The application results from NUMSA requesting, on behalf of its members, that Trenstar pay a once-off taxable gratuity of R7,500 per employee in addition to their annual wage increase for the financial year of 2020. Unable to reach agreement on the demand with Trenstar, NUMSA referred a dispute to the Commission for Conciliation Mediation and Arbitration (CCMA) for conciliation on July 28, 2020. After failed conciliation on the demand, NUMSA gave Trenstar notice that its employees would embark on a strike in support of the demand which commenced on October 26, 2020, and endured for several weeks.

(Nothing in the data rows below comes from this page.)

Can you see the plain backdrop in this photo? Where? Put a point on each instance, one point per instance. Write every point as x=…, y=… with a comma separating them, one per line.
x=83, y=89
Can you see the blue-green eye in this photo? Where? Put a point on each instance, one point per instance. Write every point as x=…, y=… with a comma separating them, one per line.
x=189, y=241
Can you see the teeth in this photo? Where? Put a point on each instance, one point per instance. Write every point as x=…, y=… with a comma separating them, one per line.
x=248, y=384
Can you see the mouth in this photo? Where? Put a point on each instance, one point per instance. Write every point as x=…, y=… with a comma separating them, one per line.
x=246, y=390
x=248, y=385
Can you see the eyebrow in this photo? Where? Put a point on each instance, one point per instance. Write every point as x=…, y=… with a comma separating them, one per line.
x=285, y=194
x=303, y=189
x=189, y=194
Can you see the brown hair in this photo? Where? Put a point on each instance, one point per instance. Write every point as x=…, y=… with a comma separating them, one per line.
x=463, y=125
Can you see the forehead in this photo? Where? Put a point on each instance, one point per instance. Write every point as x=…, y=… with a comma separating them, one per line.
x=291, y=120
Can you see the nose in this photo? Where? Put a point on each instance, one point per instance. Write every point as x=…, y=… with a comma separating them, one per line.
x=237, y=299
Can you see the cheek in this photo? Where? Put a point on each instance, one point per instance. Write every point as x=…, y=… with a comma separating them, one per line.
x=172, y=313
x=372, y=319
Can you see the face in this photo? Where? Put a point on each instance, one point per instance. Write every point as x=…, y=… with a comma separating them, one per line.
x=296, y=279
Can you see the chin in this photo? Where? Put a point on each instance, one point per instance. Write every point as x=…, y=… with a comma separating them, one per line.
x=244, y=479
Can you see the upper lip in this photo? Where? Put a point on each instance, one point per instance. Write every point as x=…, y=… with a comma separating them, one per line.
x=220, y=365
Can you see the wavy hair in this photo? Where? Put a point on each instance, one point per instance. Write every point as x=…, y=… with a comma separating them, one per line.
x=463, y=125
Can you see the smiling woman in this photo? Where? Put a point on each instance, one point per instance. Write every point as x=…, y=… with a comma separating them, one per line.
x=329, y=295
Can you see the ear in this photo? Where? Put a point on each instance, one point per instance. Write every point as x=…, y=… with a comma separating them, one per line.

NUMSA notified Trenstar on November 20, 2020, that the strike action would be suspended with effect from close of business on that day and that its members would return to work on Monday, November 23, 2020. NUMSA emphasized that although the employees would be tendering their services, this should not be construed as a withdrawal of the gratuity demand. On the same day, shortly after receipt of this notification, Trenstar notified NUMSA that it would impose a lock-out on its members effectively from 07h00 on Monday, November 23, 2020. The lock-out notice demanded that NUMSA’s members abandon the gratuity demand and asserted that the lock-out was in response to the strike, making section 76(1)(b) of the Labour Relations Act (LRA) applicable.
NUMSA contended that the use of replacement labor was impermissible as the strike had been “suspended,” thus the lock-out was not in response to a strike. Trenstar disagreed, contending that the lock-out notice was served before the strike was suspended and that the strike was nevertheless not over, having only been suspended as opposed to terminated.
NUMSA approached the Labour Court for an order interdicting Trenstar from using replacement labour. NUMSA did not challenge the lawfulness of the lock-out but instead alleged that it was not in response to a strike. The Labour Court dismissed NUMSA’s interdict application, reasoning that “strike” section 76(1)(b) qualified the type of lock-out during which replacement labour may be used; meaning that the mere suspension of the strike could not disqualify use of replacement labour.
NUMSA nevertheless appealed against the Labour Court’s judgment to the LAC. The LAC dismissed the appeal. It concluded that the matter was moot and that the circumstances, including the conflict between the Labour Court’s judgment under appeal and earlier Labour Court judgments, did not justify it nevertheless determining the legal issue.